Information and Compression
Fall 2018

ECE 110

Course Notes

Learn It!



Digital video is now the dominant type of internet traffic, whether sampled and quantized from an analog source (like a video chat) or generated directly in digital form (like a streamed video game). But raw video requires high data rates for streaming and large file sizes for storage. Data compression is the process of reducing the data rate (usually measured in bits per second) or file size (usually measured in bytes). Lossless compression techniques preserve the data exactly and achieve compression savings by representing predictable patterns in the data using small numbers of bits. Lossy compression sacrifices the exactness of the original data to achieve additional savings. We demonstrate these techniques using an image compression example.

Figure 1

Uncompressed image
Fig. 1: Uncompressed image. This uncompressed bitmap image contains $320\times240$ pixels. The color of each pixel is represented by 24 bits (8 bits for each RGB color channel). Given that 8 bits are 1 byte and that $2^{10}$ bytes are 1 kilobyte (kB), you can calculate that the file size is $225 \text{ kB}$. You can also verify this fact by downloading the image and checking its file properties. Image source.


Figure 2

Losslessly compressed image
Fig. 2: Losslessly compressed image. This image is the one in Fig. 1 compressed to a size of $61.1 \text{ kB}$ in the lossless PNG format. The compression is lossless because every pixel in this image is exactly the same color as the corresponding pixel in Fig. 1. The file size savings come from representing predictable patterns with small numbers of bits. For example, the bottom-left corner is a flat color and the top-right corner contains a gentle color gradient, both of which are common structures in digital images.


Figure 3

Lossy compressed image
Fig. 3: Lossy compressed image. This image is the one in Fig. 1 compressed to a size of $11.6 \text{ kB}$ in the lossy JPEG format. The compression is lossy because the individual pixel colors in Fig. 1 are not preserved exactly. You can see that the detail is blurrier than in Fig. 1 or Fig. 2. You can also see ringing artifacts surrounding the bright parts of the image.

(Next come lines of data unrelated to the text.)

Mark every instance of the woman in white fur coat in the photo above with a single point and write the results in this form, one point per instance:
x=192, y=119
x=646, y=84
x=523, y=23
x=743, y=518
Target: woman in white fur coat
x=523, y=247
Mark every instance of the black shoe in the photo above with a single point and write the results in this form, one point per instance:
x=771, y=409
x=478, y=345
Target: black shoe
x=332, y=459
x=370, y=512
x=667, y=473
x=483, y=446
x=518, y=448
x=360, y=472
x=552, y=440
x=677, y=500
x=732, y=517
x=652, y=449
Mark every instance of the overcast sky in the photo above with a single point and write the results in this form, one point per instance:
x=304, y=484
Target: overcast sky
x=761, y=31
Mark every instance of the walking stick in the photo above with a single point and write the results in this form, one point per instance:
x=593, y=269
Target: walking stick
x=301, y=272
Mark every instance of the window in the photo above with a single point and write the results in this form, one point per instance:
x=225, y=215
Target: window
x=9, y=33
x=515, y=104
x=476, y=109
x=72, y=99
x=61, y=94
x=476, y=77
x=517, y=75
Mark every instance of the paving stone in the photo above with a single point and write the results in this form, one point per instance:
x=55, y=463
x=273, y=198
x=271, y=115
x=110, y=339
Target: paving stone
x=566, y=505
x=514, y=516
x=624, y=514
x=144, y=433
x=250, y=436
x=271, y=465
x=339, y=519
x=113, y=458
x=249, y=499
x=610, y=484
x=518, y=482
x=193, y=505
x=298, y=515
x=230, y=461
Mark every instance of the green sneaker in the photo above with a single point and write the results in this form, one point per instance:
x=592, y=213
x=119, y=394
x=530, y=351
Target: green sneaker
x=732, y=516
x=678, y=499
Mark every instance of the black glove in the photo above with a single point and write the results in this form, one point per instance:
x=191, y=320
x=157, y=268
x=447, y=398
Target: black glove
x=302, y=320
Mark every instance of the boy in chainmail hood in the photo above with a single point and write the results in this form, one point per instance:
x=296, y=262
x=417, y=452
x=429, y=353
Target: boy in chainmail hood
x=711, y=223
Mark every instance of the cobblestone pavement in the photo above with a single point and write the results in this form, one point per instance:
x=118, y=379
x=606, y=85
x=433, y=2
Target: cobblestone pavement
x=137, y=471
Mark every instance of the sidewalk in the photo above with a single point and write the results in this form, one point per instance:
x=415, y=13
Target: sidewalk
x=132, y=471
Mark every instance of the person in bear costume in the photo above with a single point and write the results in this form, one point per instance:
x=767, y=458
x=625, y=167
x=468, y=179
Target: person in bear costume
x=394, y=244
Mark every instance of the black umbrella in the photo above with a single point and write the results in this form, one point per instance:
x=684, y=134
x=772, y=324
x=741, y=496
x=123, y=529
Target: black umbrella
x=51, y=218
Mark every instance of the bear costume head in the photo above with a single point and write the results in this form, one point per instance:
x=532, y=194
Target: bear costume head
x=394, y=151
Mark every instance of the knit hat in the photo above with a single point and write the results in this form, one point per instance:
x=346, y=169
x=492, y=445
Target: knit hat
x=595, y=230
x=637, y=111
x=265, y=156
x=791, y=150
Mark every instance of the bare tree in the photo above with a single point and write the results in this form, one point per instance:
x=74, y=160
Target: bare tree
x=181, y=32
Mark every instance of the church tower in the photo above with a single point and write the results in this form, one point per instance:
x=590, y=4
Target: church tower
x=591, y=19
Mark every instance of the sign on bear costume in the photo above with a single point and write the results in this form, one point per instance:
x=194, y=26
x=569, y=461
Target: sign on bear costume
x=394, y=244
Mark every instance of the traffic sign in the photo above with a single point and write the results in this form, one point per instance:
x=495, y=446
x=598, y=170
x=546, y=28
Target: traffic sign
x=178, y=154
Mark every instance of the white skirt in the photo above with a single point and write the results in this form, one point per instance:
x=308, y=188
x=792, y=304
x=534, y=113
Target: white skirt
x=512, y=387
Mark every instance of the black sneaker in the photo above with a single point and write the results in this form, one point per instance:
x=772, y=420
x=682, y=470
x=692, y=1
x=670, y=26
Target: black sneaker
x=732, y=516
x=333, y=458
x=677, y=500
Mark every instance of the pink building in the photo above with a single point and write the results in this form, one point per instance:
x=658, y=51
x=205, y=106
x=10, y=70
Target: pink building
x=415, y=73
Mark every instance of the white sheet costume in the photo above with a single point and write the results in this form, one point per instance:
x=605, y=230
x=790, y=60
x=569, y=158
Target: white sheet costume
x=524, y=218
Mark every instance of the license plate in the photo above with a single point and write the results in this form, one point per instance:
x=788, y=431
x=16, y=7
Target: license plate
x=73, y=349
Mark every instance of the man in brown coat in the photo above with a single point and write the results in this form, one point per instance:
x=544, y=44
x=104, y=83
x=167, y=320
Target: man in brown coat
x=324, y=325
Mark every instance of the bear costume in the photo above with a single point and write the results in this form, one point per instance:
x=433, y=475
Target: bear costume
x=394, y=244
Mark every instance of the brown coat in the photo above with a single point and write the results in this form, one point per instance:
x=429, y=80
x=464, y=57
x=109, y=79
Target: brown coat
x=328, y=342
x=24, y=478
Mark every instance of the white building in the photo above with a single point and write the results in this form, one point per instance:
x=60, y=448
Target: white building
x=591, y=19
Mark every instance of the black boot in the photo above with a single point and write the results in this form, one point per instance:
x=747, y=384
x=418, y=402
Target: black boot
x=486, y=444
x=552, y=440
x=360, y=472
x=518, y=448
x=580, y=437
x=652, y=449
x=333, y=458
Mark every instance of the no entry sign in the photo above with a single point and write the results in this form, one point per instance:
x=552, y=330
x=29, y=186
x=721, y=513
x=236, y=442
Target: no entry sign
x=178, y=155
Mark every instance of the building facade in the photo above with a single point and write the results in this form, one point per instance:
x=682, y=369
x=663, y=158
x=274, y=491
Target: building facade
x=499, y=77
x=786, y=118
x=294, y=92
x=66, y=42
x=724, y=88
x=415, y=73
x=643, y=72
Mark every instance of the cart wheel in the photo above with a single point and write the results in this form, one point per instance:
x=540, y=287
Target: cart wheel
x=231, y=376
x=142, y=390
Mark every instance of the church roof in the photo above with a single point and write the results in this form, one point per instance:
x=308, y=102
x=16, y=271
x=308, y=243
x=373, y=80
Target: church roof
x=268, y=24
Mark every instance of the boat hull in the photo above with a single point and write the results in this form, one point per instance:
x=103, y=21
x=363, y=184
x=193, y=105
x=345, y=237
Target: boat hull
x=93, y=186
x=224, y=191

The amount of compression achieved is typically described in two equivalent ways: data compression ratio (DCR) and percentage savings.
\begin{align}
\text{Data Compression Ratio (DCR)} &= \frac{\text{original file size}}{\text{compressed file size}} \text{ or } \frac{\text{original data rate}}{\text{compressed data rate}}\\
\text{Percentage Savings} &= \left( 1 - \frac{1}{\text{DCR}}\right) \times 100\%
\end{align}

Image Format File Size (kB) DCR Percentage Savings
Fig. 1 uncompressed bitmap 225 $\frac{225}{225}=1$ $\left( 1 - \frac{1}{1}\right) \times 100\% = 0\%$
Fig. 2 lossless PNG 61.1 $\frac{225}{61.1} \approx 3.68$ $\left( 1 - \frac{1}{3.68}\right) \times 100\% \approx 72.8\%$
Fig. 3 lossy JPEG 11.6 $\frac{225}{11.6} \approx 19.4$ $\left( 1 - \frac{1}{19.4}\right) \times 100\% \approx 94.8\%$
Table 1: DCR and percentage savings for the images in Fig. 1 to Fig. 3.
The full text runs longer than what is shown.